This was written by Gina Robinson Ungar:
When my my seven-year-old son and I returned from the People’s Climate March in New York City last week, we both thought it would be good to share our reasons for going, and what the challenge of climate change means for us here in Southwest Indiana. Four adults and two young boys from our area made the trip to Bloomington, Indiana. We rode an all-night bus directly to the march, joining 300,000-plus others in asking political leaders in Washington DC, the United Nations, and elsewhere to take bold and effective steps to stop the disaster that is climate change.
Our region in Southwest Indiana has some special challenges when it comes to thinking about climate change. Some folks don’t believe it is real, or think it is out of our hands, or part of a natural, and therefore acceptable pattern. But it isn’t. We humans have made these changes happen, just as surely as we have cut down forests and built up cities and invented Twinkies. We do things, and there are results. That is how the world works. It is not all bad — we do have some powerful tools that can repair the damage that has been done, and we need not lose all of the great modern luxuries that we enjoy.
Sometimes I play a game with myself: would I give up, say, hot showers, if it meant everyone else in the world could have a warm, clean bed to sleep in? Could I give up chocolate forever if every child on Earth could be well-fed? Could I drive to the city only once a week if it meant the polar bears would survive?

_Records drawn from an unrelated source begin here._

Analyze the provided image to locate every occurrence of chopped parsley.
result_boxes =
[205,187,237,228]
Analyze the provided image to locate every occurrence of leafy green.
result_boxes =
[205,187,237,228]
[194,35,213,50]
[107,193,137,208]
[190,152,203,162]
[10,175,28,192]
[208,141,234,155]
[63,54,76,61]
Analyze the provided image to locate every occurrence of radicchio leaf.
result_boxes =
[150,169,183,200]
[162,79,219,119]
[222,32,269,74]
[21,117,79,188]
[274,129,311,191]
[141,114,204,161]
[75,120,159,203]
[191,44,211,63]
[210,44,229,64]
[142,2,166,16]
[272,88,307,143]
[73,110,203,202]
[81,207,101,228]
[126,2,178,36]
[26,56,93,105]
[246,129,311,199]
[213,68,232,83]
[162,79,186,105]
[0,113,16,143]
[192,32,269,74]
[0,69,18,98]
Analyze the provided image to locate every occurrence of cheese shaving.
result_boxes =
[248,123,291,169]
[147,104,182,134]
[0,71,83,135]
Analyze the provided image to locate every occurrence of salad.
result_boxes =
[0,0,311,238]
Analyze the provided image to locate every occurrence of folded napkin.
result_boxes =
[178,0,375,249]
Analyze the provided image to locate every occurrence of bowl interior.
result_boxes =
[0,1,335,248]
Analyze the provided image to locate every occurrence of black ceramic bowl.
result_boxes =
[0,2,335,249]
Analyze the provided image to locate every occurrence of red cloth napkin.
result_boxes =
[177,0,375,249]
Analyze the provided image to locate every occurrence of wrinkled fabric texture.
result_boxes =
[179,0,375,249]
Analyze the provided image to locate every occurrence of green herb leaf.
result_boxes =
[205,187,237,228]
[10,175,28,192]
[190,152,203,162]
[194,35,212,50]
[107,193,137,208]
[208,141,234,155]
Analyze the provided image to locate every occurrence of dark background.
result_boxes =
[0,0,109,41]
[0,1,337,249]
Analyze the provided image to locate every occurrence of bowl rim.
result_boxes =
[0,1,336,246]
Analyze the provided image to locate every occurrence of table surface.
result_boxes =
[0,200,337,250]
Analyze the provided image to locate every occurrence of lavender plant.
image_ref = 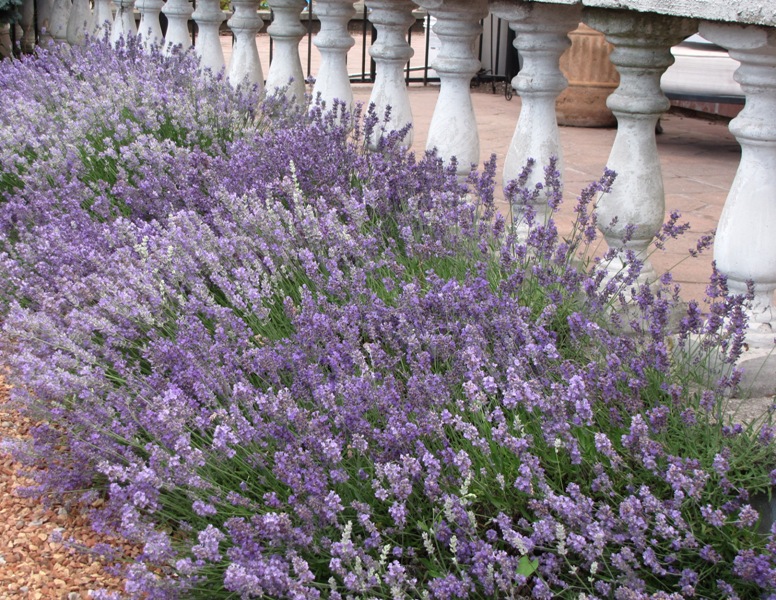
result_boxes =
[1,38,775,599]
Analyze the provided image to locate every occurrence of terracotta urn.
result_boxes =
[556,23,619,127]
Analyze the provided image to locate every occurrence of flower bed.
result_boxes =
[0,38,775,599]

We know exactly what the right answer to these questions is, but when the chocolate is right in front of us, it is so very hard to do the right thing. That is why the libertarian argument of extremely limited government falls down in the case of climate change. We really do need laws and enforcing agencies to turn this mess around. As a student of one of my fellow travelers once said, “I wouldn’t clean my room if my mom didn’t make me do it.”
One of the most powerful and painless solutions that puts a “mom in charge” is the Carbon Fee and Dividend law, a very simple system worked out by the Citizens’ Climate Lobby. It taxes pollution right at the source (raising prices) but returns 100 percent of that money to American households to enable them to afford the increased cost. Each year, the carbon fees on polluters are increased a bit, forcing them to become more and more efficient, while the money continues to be returned monthly to households on a per-person basis. Within 10 years, clean energy and pollution-generated energy will have the same price tag, and it will be easy to do the right thing, no spankings needed.
Furthermore, the projected effects of this law would not only be to cut carbon emissions by one-third by 2025, but 13,000 premature deaths would be avoided and the country would see an increase of 2.1 million jobs. Yes, even here, we would see job increases.
I know losing coal jobs will hurt, and I am not pretending to ignore that pain. But some of it has to stay in the ground, or this planet is not a place you would wish to leave your grandchildren and great-grandchildren. It is a hard choice, but it will be gradual, and if we, the American people, have the sense to demand it, those jobs will be replaced by a great resurgence of manufacturing and construction jobs as we vastly improve our public transportation options and our clean energy generation and storage capacity.
So please, please contact your members of Congress and let them know that you think Carbon Fee and Dividend is a good idea.
Farmers, you can become super heroes in this fight if you start exploring the carbon-sequestering methods of long-term crop rotation with pulsed grazing and mixed livestock, first studied by Allan Savory and entertainingly described in the many books of Joel Salatin, plus my new favorite, Cows Save the Planet: and Other Improbable Ways of Restoring the Soil and Healing the Earth, by Judith D. Schwartz.
Everyone has an important part to play in this enormous challenge to our whole world’s health and safety. Let’s do it together.